Another way to remove a tree stump is to deliberately induce rotting. Instead of salt, however, this involves adding fresh compost to the root. First, saw off the tree stump with a chainsaw close above the ground. However, leave three to four inches of the lower “trunk plate.”

Then proceed as follows:

  • Saw checkerboard patterns into the stump.
  • Drill additional several deep and slightly wider holes with the wood drill (the more, the faster the composting)
  • Put fresh, fine compost into the holes
  • The compost will now attract fungal spores and microorganisms that will lead to composting of the stump
  • Depending on weather and temperatures, it will take between one to two years for full composting to occur
  • It usually happens faster if you add compost accelerator

Not recommended: Burn out
The option of burning to remove a tree stump is repeatedly mentioned on the Internet. For this, petroleum is mixed with nitric acid to form a mixture paste, filled into previously drilled holes or crevices and set on fire. This is supposed to ensure that the tree stump burns from the inside and the heat also burns the roots at the same time. We strongly advise against this method for several reasons:

  • It creates a fire that can lead to a health risk for you, the neighbors, for animals as well as for nature and, in the worst case, can even cause life-threatening situations.
  • For the first-mentioned reason, the ignition of open fires is forbidden in most cities and municipalities and is punished with heavy fines in case of disregard.
  • If petroleum and nitric acid get into the soil and, if necessary, into the groundwater, it is a case of high-level environmental pollution, which can also be punished with fines of up to 50,000 euros.
  • Charcoal is produced by the burning process. This decays extremely slowly and remains in the soil for many years. This in turn prevents the tree stump remains from rotting.
  • Therefore: Do not be irritated by burn-out recommendations on the Internet and refrain from burning out in any case!
  • Dispose of tree stump and root remains correctly
  • Once you have removed a tree stump including roots from the ground, the question often arises as to how best to dispose of the tree stump. Again, there are several options available to you:
  • Hire a specialized company to deliver a green waste container and properly dispose of the contents.

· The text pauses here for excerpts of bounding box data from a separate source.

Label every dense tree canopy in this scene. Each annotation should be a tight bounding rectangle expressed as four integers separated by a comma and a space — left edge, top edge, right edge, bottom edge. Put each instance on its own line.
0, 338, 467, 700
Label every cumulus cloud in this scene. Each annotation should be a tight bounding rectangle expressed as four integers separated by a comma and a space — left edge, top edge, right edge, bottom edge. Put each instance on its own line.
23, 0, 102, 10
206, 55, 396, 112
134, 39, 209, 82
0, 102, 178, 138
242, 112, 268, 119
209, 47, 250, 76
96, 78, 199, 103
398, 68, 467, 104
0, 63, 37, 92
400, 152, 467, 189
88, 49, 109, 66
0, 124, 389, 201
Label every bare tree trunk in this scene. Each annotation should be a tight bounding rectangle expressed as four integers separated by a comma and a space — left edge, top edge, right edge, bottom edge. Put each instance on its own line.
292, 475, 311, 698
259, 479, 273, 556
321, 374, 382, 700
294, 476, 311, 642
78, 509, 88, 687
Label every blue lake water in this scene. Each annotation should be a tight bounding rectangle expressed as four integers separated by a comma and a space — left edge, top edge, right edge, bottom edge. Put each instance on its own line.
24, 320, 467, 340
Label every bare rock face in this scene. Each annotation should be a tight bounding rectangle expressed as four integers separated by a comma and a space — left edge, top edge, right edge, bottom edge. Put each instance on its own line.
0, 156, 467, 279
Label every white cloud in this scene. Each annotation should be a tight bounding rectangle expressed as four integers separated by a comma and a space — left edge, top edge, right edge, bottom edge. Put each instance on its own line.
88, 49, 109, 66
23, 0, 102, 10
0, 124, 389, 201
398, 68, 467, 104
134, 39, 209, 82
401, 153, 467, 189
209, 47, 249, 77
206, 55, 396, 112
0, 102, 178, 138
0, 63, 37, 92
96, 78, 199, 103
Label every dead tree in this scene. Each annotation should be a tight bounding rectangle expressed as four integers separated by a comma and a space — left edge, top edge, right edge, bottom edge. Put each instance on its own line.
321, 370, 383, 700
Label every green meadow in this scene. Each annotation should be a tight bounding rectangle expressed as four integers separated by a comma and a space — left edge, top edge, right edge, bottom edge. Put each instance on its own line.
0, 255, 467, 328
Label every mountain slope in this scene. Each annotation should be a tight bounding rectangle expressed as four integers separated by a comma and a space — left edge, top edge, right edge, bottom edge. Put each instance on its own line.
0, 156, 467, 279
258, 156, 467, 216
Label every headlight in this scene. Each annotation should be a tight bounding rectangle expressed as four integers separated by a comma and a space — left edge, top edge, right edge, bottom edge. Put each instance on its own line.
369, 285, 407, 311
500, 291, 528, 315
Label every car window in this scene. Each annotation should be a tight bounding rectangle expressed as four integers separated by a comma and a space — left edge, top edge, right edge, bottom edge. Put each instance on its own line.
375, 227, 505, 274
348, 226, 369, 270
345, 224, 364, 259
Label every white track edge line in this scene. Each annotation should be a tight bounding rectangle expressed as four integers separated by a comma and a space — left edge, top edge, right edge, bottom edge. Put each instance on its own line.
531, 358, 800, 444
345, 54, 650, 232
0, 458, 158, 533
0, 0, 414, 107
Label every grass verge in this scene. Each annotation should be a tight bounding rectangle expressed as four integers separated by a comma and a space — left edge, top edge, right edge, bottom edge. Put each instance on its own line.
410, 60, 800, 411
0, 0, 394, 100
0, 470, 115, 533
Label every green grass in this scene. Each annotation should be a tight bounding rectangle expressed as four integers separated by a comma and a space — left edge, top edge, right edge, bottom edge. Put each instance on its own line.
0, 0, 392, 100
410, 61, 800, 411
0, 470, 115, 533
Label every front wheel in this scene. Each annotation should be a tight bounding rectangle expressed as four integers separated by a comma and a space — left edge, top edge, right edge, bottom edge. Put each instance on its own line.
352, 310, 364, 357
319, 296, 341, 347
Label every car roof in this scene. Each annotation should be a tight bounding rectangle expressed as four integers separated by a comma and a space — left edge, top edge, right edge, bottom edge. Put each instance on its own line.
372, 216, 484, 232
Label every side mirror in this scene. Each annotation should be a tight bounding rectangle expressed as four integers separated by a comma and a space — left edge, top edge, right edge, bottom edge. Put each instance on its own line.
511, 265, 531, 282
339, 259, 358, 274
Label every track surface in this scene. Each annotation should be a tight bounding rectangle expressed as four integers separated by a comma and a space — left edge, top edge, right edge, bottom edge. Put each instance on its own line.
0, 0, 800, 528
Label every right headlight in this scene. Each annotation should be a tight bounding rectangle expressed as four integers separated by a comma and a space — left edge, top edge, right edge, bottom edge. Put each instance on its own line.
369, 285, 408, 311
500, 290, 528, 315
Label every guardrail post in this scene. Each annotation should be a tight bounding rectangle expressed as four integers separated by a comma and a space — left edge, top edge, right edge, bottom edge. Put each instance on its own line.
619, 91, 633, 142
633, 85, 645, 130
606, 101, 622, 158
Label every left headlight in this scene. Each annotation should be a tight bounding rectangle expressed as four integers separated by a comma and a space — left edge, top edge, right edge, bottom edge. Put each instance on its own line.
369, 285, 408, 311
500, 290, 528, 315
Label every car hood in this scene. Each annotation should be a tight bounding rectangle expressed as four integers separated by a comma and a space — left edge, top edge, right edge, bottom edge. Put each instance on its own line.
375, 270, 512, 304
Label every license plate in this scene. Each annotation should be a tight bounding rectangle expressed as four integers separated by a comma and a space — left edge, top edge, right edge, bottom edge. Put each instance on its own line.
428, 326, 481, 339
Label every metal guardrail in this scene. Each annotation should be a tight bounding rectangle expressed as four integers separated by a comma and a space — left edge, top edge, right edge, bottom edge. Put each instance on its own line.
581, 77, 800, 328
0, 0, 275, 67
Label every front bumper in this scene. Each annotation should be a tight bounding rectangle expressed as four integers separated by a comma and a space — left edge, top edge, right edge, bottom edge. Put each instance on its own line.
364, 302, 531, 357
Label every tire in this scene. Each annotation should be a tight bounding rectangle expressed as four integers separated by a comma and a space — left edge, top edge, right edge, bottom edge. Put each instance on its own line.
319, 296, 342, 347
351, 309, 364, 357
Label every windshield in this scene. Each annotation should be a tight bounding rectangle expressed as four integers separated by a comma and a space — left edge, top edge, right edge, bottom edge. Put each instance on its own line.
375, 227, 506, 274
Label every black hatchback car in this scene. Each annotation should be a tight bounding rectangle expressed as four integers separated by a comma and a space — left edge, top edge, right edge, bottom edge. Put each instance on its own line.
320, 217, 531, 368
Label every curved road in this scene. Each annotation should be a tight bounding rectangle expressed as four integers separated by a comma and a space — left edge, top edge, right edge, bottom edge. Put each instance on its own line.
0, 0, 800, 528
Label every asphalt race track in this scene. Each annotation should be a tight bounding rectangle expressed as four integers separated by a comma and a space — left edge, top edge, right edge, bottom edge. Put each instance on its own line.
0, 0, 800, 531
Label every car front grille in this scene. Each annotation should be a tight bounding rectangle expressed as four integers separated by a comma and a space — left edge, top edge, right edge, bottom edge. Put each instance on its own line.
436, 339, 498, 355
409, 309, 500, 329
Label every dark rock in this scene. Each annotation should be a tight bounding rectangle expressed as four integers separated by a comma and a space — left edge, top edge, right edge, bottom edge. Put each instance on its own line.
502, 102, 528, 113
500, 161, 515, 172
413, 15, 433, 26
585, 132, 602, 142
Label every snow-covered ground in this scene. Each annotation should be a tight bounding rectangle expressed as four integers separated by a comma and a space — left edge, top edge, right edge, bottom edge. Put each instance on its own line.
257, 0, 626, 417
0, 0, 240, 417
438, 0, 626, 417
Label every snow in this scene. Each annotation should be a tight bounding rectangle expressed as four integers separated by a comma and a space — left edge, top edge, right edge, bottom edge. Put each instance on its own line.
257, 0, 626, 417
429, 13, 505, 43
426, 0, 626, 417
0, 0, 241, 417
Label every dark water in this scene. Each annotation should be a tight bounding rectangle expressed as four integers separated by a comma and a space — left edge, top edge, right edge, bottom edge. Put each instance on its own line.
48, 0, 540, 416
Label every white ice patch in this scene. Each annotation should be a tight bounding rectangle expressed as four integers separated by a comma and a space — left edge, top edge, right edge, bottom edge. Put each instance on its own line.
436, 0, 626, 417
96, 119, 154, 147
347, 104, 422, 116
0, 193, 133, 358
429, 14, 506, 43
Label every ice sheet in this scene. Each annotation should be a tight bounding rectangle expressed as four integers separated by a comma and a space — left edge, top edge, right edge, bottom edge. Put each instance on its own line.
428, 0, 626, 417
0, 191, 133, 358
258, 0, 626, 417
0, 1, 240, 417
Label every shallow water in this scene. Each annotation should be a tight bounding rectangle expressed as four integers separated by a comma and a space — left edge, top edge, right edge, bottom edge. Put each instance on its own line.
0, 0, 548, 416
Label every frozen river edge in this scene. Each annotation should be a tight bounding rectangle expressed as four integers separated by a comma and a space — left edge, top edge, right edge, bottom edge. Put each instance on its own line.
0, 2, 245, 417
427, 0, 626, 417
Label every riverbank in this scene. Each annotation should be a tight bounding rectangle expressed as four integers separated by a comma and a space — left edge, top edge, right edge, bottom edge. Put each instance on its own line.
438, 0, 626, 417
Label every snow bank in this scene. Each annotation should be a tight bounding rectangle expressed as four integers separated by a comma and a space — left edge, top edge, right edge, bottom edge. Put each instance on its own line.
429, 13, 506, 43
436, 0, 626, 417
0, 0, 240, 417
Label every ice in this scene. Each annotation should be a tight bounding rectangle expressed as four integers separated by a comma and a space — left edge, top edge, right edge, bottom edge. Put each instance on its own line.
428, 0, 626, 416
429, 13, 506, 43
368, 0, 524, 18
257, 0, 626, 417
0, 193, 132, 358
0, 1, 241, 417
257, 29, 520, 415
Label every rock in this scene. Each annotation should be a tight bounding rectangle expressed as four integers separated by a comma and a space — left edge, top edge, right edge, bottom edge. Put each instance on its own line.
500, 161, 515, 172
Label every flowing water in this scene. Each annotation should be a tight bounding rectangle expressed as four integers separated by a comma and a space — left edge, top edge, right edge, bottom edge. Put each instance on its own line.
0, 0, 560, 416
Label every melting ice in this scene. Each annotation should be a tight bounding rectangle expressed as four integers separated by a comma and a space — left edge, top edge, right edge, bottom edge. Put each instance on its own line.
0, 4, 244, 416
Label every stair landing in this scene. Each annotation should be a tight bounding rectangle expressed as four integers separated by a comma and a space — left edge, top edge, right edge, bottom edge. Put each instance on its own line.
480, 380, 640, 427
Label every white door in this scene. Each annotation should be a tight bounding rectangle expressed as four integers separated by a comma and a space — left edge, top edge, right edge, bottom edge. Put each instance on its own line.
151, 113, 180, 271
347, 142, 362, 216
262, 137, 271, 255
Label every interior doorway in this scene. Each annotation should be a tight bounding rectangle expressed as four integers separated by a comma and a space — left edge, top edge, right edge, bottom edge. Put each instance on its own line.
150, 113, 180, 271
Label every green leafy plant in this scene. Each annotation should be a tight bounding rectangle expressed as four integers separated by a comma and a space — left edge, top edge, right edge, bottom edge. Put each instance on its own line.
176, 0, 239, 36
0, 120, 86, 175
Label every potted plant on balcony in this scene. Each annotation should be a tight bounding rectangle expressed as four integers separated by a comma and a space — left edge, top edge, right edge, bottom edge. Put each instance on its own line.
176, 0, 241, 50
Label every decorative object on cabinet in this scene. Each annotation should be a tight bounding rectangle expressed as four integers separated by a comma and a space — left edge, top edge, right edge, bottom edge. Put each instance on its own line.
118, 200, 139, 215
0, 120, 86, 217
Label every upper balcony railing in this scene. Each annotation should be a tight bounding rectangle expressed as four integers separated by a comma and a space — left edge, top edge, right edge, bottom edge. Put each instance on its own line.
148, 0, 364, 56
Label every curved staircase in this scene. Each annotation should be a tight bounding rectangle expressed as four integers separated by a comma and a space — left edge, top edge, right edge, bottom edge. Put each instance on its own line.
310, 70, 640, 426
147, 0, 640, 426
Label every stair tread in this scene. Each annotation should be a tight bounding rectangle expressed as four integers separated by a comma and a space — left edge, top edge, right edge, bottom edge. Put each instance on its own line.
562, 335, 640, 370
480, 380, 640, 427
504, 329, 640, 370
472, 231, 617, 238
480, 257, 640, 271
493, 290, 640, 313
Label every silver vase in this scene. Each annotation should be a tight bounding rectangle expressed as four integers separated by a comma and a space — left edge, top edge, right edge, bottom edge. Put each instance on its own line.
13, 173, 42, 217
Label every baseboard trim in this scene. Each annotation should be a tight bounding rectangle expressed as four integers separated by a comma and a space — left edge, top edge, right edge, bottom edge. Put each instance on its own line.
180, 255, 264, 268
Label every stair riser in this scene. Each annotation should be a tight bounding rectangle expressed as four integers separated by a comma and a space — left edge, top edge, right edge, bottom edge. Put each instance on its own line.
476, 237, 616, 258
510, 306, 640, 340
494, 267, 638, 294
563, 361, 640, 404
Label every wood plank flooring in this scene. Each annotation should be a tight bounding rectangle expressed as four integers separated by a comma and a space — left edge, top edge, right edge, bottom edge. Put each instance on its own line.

The cost factor for this averages around 200 euros per three cubic meter container volume.
  • Use a chainsaw to cut the tree stump into smaller pieces and process them in a shredder to make mulch to spread around the garden, or use an axe to split them into firewood.
  • Place in a protected location as dead wood in the garden for winter shelter for various animals.
  • Check with the forestry office to see if you can place the stump as deadwood in a forest.
  • Ask wood sculptors if there is a need for the stump. Young artists in particular are often delighted to receive free wood stumps.
  • Inquire on social media in gardening and decorating groups if anyone is interested in picking up free stumps. Often creative amateur gardeners are looking for them to make decorations from.
  • Alternative: use tree stump as decoration

You can also save yourself the expense and hassle of root removal and disposal by simply using the tree stump for garden decoration. Of course, this only works if you don’t need the area for anything else or have enough space for the excavated root.

Otherwise, you can use the tree stump, for example, as a column for a flower pot or hollow out parts of it and put plants inside. A lamp can also be mounted on it or you can mount a table top on it and create a new seating area in your garden. An excavated tree stump, on the other hand, is perfect for decoration, for example in a rock garden or next to a garden pond. There are no limits to creativity and the possibilities.